Liquid UI - WS Reference Library

2.3.7 Single Sign On


Purpose

In a default SAP setup, organizations used to manage different usernames and passwords to logon to SAP systems. Companies have standardized this using the Windows Active Directory with Kerberos. It is quite easy to setup Single Sign-On on SAP GUI on a desktop which is on the domain, but what about iOS device, which are not on the Active Directory domain?

Liquid UI supports Single Sign-On (SSO) for user authentication on iOS.  It eliminates the need for IT for managing thousands of username and passwords. With Single Sign-On feature, Liquid UI users can enter domain username and password to login to SAP. The users will now have to remember only one set of login credentials to gain access to SAP.

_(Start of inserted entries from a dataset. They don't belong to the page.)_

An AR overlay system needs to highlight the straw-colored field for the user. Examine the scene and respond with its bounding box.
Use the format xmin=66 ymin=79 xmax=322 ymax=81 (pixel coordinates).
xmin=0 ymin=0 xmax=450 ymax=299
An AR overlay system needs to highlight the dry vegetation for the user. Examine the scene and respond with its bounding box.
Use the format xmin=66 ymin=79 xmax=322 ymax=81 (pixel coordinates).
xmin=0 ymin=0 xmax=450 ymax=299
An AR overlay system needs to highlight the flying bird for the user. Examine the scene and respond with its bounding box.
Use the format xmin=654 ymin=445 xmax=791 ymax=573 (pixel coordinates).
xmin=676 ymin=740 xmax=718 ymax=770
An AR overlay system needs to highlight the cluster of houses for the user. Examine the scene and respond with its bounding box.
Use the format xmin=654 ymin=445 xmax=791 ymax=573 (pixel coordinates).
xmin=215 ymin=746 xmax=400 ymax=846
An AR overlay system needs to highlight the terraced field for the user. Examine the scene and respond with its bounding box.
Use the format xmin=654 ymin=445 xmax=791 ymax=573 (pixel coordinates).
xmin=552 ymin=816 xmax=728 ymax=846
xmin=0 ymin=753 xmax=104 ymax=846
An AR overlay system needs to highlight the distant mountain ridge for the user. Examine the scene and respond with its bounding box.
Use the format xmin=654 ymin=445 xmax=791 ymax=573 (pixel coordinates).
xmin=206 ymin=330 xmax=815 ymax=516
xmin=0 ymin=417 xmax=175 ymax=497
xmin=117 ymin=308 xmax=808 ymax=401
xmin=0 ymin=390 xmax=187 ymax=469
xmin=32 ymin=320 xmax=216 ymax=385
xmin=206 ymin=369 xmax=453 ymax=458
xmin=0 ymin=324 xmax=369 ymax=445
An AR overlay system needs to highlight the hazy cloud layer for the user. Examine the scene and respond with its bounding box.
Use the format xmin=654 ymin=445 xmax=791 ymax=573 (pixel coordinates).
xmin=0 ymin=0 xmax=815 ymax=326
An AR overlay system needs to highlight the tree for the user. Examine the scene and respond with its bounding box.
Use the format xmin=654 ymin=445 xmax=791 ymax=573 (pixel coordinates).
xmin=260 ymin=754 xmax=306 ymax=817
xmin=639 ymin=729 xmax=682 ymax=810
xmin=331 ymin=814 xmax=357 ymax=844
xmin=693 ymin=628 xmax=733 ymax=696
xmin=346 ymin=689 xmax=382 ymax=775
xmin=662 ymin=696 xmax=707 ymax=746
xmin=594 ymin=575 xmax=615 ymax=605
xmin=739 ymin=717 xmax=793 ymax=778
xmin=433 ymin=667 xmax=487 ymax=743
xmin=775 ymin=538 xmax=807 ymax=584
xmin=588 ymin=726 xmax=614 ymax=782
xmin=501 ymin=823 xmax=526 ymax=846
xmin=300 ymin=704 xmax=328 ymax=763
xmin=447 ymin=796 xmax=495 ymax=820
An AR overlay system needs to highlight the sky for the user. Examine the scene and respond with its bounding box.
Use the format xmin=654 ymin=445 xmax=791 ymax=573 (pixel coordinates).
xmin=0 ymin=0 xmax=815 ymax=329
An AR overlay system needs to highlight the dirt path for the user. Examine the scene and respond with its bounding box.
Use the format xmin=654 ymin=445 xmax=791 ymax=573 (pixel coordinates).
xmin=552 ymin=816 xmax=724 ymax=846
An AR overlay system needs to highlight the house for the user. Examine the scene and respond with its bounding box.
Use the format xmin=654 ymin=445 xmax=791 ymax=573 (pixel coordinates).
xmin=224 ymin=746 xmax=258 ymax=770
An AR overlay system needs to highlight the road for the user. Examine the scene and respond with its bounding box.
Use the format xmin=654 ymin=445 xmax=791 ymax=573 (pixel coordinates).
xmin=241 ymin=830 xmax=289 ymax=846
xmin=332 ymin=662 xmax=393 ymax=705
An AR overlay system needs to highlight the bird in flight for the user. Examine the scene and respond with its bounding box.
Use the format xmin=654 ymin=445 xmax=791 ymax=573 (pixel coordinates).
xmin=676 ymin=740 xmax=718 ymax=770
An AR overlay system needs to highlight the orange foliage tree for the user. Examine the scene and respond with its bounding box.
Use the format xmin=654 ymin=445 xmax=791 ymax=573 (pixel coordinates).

Liquid UI supports Single Sign-On to allow users to logon to SAP ERP systems using following three methods:

  1. Domain credentials

    Prerequisites

  2. @portal\Username
  3. Key-certificate pair

    Prerequisites

    • Valid Windows Domain Login Credentials
    • Liquid UI Server v3.5.561.0 and later
      • The Liquid UI Server should be on the DOMAIN
    • Import Synssl.dll, version 2.0.0.0 and later into GuixtWSServer folder

    • Import the key-certificate pair into GuixtWSServer and install the keypair

    • Configure Liquid UI Server with sapproxy.ini file

    • Configure the connection in Liquid UI for iOS

The users can create Domain name on the “Secure Network Communications” (SNC) and use this domain name for multiple logins. Liquid UI server authenticates users through Windows Active Directory for our Liquid UI for iOS. The users will now have to remember only one set of password, and you have only one username database to manage.

Each method has different configurations with Liquid UI Server. Refer Single Sign-On Configuration article to know in detail.

Liquid UI Server supports advanced features such as two-factor authentication along with interchangeable support for Kerberos, key-certificate pair, and etc. to fulfill even the most complex customer requirements of SAP ERP.


Liquid UI for iOS

Liquid UI provides Single Sign-On with unified logon to SAP ERP system based on Windows Active directory using Kerberos Authentication.


Architecture

Mechanism

  • Enter Domain credentials on Liquid UI for iOS native SAP logon screen.
  • The credentials are transmitted to the Liquid UI Server and then to Microsoft Active Directory.
  • The Active Directory upon receiving the request, sends Kerberos token to the Liquid UI Server.
  • Liquid UI Server forwards the Kerberos token to SAP Application Server (ABAP). The server validates the token and authenticates the user credentials by logging into SAP ECC.